Nature Medicine 25, 6 doi: 10.1038/s41591-019-0457-8

まれな疾患に罹患しているヒトの数は世界中で3億5000万人と推定されていて、その多くは単一の遺伝子に生じた変異が原因である。最も成功率の高い診断法の1つである全エキソーム塩基配列解読(WES)による現在の分子診断率は、50%と見込まれている。WESから情報が得られない患者では、RNA塩基配列解読(RNA-seq)が特定の組織や疾患の診断に有用であることが示されている。このような組織や疾患には、未診断疾患であるまれな筋疾患患者での筋生検や、ミトコンドリア病患者由来の繊維芽細胞培養などが含まれる。しかし、多くの患者で、臨床ケアのために生検が行われることはなく、組織の入手は難しい。我々は今回、さまざまな病態生理を示す希少疾患の診断手段として、血液試料を用いるRNA-seqの実用性の評価を試みた。16種類の異なる疾患カテゴリーにわたる未診断の希少疾患の患者94人から全血RNA-seqを作製した。
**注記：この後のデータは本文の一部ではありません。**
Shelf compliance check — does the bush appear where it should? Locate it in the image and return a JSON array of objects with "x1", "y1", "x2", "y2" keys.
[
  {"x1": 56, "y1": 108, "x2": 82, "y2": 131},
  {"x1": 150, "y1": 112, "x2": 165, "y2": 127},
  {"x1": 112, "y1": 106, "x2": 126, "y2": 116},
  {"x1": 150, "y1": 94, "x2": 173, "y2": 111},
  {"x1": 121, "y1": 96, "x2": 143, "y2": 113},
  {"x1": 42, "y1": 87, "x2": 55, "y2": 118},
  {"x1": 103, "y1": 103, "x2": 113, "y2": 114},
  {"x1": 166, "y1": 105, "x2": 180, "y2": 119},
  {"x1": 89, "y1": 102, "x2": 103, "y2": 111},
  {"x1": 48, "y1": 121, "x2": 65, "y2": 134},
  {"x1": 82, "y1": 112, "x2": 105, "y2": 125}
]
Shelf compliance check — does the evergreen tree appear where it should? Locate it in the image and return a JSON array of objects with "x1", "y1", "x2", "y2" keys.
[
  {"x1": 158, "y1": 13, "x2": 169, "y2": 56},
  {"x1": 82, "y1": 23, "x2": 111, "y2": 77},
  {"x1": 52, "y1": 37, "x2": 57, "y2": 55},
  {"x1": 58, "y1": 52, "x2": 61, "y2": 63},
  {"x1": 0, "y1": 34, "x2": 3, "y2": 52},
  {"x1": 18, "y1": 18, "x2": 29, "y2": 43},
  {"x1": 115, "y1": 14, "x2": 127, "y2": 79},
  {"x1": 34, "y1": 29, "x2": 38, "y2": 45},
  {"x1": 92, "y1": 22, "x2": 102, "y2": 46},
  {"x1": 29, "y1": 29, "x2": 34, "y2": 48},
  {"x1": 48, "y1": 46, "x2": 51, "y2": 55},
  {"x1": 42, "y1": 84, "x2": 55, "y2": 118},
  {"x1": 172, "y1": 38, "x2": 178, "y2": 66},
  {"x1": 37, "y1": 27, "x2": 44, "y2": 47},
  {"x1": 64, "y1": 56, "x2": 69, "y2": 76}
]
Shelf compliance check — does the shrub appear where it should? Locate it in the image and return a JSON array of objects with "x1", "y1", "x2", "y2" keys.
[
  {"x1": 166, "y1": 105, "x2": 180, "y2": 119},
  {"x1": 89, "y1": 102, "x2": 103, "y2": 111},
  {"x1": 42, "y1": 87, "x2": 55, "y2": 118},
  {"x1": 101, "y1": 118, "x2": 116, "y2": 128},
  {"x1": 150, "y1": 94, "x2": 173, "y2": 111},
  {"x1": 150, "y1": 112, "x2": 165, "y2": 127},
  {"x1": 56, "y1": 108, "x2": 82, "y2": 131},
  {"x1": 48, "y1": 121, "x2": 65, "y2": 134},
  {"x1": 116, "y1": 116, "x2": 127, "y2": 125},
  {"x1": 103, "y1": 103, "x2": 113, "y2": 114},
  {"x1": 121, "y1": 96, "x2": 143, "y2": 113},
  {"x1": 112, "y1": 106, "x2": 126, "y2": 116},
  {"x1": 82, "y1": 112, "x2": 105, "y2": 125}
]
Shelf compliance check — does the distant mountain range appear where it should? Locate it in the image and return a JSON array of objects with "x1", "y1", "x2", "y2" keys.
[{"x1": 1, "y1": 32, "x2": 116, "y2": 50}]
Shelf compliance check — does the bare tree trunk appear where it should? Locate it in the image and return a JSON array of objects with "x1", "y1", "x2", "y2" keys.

我々は、これらの被検者からのデータを、対照群(n = 1594の血縁関係のない対照群およびn = 49の家族対照群)からのRNA-seqデータの大規模セットと比較するロバストな方法を開発し、発現、スプライシング、遺伝子、バリアントのフィルタリング戦略が疾患遺伝子特定に及ぼす影響を明らかにした。今回のコホート全体で、RNA-seqによって7.5%という診断率が得られ、さらに16.7%について候補遺伝子の解明が進んだ。